Beyond its clinical impact, bladder cancer imposes a significant financial burden on healthcare systems due to its high recurrence rate and the costs of diagnostic procedures, such as periodic cystoscopies, intravesical treatments, and more complex surgeries [6], [7]. In developed regions, where population aging is increasing, the global burden of BCa is projected to rise in the coming decades, underscoring the need for improved strategies for prevention, diagnosis, and treatment [5].
In this context, the development of more accurate and interpretable models and analytical methods may play a relevant role in early detection and therapeutic management. Approaches that enhance the understanding of the determinants of bladder cancer progression have the potential to optimize clinical decision-making and reduce the associated morbidity and mortality.
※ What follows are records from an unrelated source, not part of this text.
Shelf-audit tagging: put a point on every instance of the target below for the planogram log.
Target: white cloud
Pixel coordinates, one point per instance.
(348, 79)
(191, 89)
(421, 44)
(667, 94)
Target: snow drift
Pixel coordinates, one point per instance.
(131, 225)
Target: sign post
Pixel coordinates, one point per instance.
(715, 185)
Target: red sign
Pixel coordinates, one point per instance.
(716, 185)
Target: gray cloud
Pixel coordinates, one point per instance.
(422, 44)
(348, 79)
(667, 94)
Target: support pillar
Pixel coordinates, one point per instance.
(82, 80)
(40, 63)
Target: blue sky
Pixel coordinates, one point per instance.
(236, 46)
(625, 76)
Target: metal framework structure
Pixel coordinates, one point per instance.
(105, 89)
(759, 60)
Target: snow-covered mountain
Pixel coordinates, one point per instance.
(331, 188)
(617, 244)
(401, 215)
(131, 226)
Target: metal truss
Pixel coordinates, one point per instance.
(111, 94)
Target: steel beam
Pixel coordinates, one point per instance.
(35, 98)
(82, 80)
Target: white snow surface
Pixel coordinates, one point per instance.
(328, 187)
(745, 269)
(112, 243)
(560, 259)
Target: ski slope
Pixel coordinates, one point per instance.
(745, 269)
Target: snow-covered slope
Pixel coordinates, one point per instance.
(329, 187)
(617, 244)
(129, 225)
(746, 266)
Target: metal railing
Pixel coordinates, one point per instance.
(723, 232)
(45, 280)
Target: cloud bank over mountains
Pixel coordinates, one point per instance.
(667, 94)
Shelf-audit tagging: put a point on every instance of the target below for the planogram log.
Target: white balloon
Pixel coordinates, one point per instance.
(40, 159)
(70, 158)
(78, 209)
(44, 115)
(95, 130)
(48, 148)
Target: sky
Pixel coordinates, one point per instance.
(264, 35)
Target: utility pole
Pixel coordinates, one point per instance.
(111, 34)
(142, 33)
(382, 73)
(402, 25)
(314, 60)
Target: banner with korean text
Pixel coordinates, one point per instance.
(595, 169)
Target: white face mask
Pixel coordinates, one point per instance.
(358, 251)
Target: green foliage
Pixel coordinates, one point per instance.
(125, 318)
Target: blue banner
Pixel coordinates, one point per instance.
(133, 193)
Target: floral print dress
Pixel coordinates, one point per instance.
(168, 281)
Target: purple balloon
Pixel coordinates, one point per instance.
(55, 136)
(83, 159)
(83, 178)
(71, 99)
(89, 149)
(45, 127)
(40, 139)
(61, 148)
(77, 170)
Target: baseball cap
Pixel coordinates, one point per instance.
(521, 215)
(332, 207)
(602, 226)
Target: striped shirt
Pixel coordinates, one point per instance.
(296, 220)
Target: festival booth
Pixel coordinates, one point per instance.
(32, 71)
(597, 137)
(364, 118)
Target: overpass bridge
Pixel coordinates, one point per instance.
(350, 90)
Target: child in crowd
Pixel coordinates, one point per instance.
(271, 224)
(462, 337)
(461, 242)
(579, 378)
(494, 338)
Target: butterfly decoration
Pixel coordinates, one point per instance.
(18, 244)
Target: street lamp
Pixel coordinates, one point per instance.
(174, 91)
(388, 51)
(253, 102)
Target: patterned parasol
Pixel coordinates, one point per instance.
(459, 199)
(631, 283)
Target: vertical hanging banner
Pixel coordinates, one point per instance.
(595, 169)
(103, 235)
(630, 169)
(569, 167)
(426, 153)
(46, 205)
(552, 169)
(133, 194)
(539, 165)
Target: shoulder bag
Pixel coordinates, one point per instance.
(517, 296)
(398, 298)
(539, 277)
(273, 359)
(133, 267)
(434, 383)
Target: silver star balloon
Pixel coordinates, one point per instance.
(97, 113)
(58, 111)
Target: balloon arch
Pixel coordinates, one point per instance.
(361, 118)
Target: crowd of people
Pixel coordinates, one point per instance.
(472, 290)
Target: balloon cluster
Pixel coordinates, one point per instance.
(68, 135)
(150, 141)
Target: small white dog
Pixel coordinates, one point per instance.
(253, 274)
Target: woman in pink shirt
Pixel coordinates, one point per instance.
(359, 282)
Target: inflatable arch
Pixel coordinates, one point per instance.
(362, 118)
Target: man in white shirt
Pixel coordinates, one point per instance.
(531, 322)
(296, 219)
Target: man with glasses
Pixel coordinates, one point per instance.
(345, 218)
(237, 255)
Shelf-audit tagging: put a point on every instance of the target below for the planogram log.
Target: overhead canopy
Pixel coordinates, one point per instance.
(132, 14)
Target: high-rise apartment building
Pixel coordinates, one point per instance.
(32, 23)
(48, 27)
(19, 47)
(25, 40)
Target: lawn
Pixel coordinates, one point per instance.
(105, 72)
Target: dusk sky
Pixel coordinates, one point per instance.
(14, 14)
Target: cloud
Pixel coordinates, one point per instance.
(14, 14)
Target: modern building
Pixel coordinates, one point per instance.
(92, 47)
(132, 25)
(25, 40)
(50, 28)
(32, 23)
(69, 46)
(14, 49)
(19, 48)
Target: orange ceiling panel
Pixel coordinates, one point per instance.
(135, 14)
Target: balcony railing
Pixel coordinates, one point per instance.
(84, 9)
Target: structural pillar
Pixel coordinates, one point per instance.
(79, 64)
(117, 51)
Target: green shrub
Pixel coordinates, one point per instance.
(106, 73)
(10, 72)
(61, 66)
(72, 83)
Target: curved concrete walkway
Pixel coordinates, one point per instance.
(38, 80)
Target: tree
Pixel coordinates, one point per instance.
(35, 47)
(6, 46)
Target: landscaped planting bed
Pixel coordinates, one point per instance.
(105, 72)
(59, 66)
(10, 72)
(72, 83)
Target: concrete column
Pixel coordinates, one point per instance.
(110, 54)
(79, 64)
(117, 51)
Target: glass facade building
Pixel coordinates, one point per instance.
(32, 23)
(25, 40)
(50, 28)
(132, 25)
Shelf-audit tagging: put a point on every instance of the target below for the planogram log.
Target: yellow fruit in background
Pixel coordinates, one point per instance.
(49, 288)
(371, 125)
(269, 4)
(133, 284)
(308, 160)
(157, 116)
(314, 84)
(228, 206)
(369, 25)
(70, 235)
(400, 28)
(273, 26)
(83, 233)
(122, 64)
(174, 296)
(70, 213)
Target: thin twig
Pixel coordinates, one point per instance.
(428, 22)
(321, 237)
Clinical and epidemiological databases often present high dimensionality, with many variables and, at the same time, a relatively small number of samples [10]. Under these conditions, conventional machine learning algorithms may produce models with limited generalization power. Dimensionality reduction techniques, such as Principal Component Analysis (PCA) [11] and SHAP (SHapley Additive exPlanations) [12], help mitigate this issue but do not fully address the challenge of interpretability [4].
This study proposes the application of SHAP for dimensionality reduction. The aim is to identify potential relationships between variables with high predictive importance and the outcome of interest. For the analysis, a dataset consisting of 1,336 clinical and laboratory samples from patients with different urinary tract diseases, collected by [13] between 2017 and 2022, will be used.
Although SHAP was originally developed for feature interpretation, it can also be applied to dimensionality reduction. Kumar et al. (2020) [14] employed this technique on two datasets, demonstrating that, in addition to assigning importance to variables, it enables the simplification of complex models without compromising the reliability of predictions.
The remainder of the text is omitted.